Friday, April 19, 2013

Patty Waters, College Tour, 1966

Patty Waters was ahead of her time, a vocalist in the free jazz, new thing zone, a whisperer, a screamer, a poet of the vocal chords. She and Abbey Lincoln, then also Jeannie Lee, set in motion a tidal wave of vocal stylists, perhaps slow to crest but steadily surging forward, even today.

Go back to 1966 and that spring, when a number of ESP disk new thing artists went on a college tour which was recorded and produced a number of fine disks. One was Patty Waters' second album, aptly titled College Tour (ESP 1055CD). A new edition remastered is out now as a DL and at the end of the month on CD.

It features Patty with three pianists--Ran Blake, Burton Greene and Dave Burrell, who looking back were about as fantastic a three as one might hope for in those days in the free zone (missing of course Cecil Taylor and Paul Bley, but one cannot have everything. They were no doubt working elsewhere at the time). Giuseppi Logan has some nice but all-too-brief time on the flute. A rhythm section of Perry Lind on bass and Shelly Rusten and/or Scobe Stroman on drums add the final touches.

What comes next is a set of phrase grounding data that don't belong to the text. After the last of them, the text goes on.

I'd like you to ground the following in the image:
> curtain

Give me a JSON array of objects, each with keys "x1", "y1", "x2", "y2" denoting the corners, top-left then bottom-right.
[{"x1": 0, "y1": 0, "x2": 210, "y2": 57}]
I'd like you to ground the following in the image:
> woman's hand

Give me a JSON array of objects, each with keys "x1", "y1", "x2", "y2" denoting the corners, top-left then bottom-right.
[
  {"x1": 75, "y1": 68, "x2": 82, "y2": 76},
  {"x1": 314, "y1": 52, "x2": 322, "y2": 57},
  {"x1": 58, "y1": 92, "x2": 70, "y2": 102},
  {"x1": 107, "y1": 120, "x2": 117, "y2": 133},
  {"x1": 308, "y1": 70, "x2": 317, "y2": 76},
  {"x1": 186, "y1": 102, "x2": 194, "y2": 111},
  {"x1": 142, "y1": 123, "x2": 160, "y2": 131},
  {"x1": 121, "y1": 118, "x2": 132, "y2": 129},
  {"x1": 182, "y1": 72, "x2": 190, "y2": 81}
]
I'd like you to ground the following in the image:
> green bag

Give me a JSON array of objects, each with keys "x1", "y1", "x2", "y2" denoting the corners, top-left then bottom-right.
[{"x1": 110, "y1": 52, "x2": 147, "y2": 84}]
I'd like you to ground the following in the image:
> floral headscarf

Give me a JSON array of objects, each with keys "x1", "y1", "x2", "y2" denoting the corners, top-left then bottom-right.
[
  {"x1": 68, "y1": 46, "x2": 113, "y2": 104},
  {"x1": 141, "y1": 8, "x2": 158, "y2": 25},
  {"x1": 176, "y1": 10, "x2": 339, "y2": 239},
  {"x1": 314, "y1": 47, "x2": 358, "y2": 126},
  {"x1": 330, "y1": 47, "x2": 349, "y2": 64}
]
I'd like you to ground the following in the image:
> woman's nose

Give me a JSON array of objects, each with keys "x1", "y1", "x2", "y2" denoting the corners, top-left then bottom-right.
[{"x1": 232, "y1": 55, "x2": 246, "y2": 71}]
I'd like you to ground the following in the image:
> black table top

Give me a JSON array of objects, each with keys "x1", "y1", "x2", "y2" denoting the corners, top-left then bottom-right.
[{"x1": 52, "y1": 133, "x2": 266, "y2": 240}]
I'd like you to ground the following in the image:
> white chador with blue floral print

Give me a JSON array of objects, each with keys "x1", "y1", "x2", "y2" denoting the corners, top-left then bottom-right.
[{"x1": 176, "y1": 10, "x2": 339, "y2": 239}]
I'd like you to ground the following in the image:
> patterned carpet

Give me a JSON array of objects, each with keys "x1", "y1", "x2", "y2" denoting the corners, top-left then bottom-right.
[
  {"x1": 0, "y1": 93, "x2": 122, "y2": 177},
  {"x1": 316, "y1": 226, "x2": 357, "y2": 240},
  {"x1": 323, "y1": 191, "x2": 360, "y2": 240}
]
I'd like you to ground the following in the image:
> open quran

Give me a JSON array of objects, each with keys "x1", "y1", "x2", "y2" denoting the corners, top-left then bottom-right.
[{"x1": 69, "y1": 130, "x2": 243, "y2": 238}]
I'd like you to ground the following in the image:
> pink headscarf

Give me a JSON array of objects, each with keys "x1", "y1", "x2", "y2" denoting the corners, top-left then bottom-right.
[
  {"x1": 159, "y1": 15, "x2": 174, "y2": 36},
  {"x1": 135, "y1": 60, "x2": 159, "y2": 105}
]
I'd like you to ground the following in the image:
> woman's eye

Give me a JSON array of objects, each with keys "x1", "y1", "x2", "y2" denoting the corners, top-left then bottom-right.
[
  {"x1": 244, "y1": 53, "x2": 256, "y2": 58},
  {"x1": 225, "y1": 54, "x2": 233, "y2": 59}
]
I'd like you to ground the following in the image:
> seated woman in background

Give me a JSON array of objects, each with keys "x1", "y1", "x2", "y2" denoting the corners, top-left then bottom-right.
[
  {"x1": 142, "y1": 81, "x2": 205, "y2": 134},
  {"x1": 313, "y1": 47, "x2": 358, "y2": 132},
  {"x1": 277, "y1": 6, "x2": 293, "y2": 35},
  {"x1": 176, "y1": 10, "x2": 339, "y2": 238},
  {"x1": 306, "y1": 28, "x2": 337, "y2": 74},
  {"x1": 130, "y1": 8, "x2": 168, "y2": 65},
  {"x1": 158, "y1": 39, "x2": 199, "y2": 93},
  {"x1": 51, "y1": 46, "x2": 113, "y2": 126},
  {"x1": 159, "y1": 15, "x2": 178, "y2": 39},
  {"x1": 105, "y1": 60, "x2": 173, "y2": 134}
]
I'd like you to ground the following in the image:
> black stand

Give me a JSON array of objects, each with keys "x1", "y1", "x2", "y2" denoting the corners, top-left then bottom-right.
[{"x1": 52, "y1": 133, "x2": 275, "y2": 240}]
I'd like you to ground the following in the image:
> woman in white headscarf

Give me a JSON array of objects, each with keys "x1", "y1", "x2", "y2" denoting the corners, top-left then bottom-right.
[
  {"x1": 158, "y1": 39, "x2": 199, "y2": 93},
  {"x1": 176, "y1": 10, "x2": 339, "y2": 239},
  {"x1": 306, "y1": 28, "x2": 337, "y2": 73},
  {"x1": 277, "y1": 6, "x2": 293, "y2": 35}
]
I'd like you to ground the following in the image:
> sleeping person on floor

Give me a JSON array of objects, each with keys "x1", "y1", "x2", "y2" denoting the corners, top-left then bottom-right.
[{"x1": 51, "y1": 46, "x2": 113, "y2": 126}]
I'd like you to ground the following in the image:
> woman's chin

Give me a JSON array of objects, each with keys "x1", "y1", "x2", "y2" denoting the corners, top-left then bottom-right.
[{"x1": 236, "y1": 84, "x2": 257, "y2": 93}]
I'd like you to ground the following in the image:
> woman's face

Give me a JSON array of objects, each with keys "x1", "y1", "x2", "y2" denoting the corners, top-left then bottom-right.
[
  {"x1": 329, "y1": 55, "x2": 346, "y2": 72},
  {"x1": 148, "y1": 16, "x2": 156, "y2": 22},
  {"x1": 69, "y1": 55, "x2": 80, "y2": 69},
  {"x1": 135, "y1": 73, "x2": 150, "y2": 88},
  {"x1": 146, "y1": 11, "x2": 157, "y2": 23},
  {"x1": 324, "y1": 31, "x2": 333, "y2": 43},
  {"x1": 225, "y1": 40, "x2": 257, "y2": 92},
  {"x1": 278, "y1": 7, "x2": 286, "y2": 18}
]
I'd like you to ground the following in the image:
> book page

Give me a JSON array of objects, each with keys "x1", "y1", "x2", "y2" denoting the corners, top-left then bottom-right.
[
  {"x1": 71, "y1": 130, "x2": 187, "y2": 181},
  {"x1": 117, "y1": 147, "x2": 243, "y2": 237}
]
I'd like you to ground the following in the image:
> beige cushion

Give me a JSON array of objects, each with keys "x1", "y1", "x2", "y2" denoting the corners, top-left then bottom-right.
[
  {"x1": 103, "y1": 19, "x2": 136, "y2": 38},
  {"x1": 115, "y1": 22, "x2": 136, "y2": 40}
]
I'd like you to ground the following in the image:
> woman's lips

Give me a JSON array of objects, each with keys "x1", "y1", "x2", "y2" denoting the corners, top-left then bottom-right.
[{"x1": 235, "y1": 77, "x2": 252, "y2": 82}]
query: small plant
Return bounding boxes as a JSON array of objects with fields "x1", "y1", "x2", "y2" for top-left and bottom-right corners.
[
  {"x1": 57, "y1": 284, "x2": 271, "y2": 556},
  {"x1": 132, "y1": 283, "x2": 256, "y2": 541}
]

Her version of "It Never Entered My Mind," with what sounds like Ran Blake on piano, was and is a paradigm for the free recomposing of standards we hear even today. It is a high point of the disk.

The rest is vintage Patty. Anyone with an interest in the roots of avant vocalisms in improvisational music should hear it (and the first record) and those who have heard it for years (like me) will appreciate the remastering.